Published:   January 17, 2014
WASHINGTON, DC – In a speech this morning, President Obama addressed the controversy over the National Security Agency's surveillance programs and laid out a number of steps his Administration would take to respond to that controversy.  The following statement responding to the President's speech can be attributed to Kevin Bankston, Policy Director of New America's Open Technology Institute:
 
"We are incredibly thankful that the President recognizes that the government should eventually stop collecting bulk data on innocent Americans, but the key question is, what's next?  If the ultimate alternative to government collection is mandatory bulk data retention by the phone companies or mandatory bulk handover to a third party, the President should be prepared for a major legislative battle with key members of Congress, the technology industry and the privacy community arrayed against him. 
 
Particularly when the President's own review group concluded that the records program is not essential to preventing terrorist attacks, a conclusion bolstered just this past week by a report issued by New America's national security project, the right answer here is to stop the bulk collection completely--not to keep the same bulk data under a different roof."
 
Similarly, President Obama's decision that the FISA court rather than individual NSA analysts should decide what data the NSA can access is an absolutely critical reform, but the key question will be: under exactly what standard? The current standard that is being used--which the NSA and the FISA court made up out of whole cloth--is woefully inadequate and the closer the standard is to the one proposed under the USA FREEDOM Act reform bill, the better.
 
We are especially pleased that President Obama has responded to the unprecedented coalition of advocates and Internet companies that have demanded greater transparency around what the companies do--and don't do--when the NSA comes calling, and has promised to allow companies to publish more information about government requests for user data.  More transparency reporting by the companies will be an absolutely critical tool in rebuilding the trust in American Internet and telecommunications industries that has been lost.
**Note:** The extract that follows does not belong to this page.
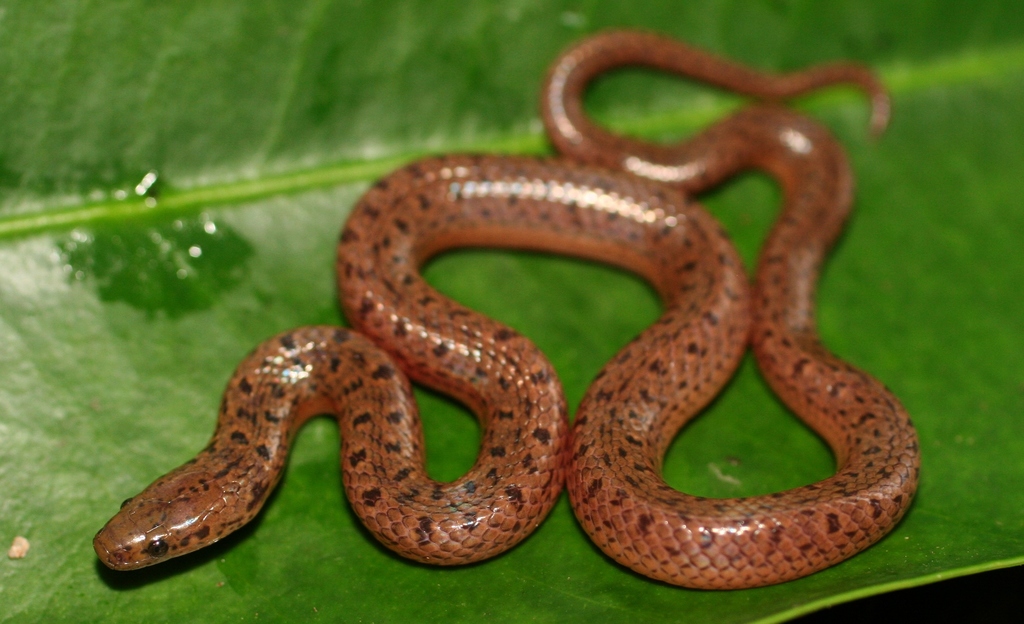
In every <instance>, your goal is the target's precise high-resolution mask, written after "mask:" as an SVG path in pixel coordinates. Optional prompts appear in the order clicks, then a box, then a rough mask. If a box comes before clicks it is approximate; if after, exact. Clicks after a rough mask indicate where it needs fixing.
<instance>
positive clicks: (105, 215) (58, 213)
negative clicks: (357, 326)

We look forward to working with the Administration on this issue and ensuring that companies--and the government--are as transparent as possible about the scope of the government's access to our telephone and Internet data."
 
The following statement can be attributed to Sascha Meinrath, Director of New America's Open Technology Institute:
 
“Although we're heartened by many of the positive steps that the President outlined today, many key questions and reforms were left unaddressed, and many controversies punted to Congress or to other government officials.  To restore trust in the United States as a responsible steward of the Internet, the President should be acting now and forcefully to take the advice of his own handpicked advisory panel, by immediately ending the NSA's collection of bulk data and supporting strong reforms like those in the USA FREEDOM Act.
 
When it comes to bulk surveillance, the only acceptable path to reform is for companies to only store what they have always stored for their own business purposes, and for the government to only access the data of particular people and organizations based on targeted court orders.  Anything less than that would ultimately be a failure of leadership in this critical moment, and likely would not be a bold enough change to restore the trust that has been lost both here and around the world."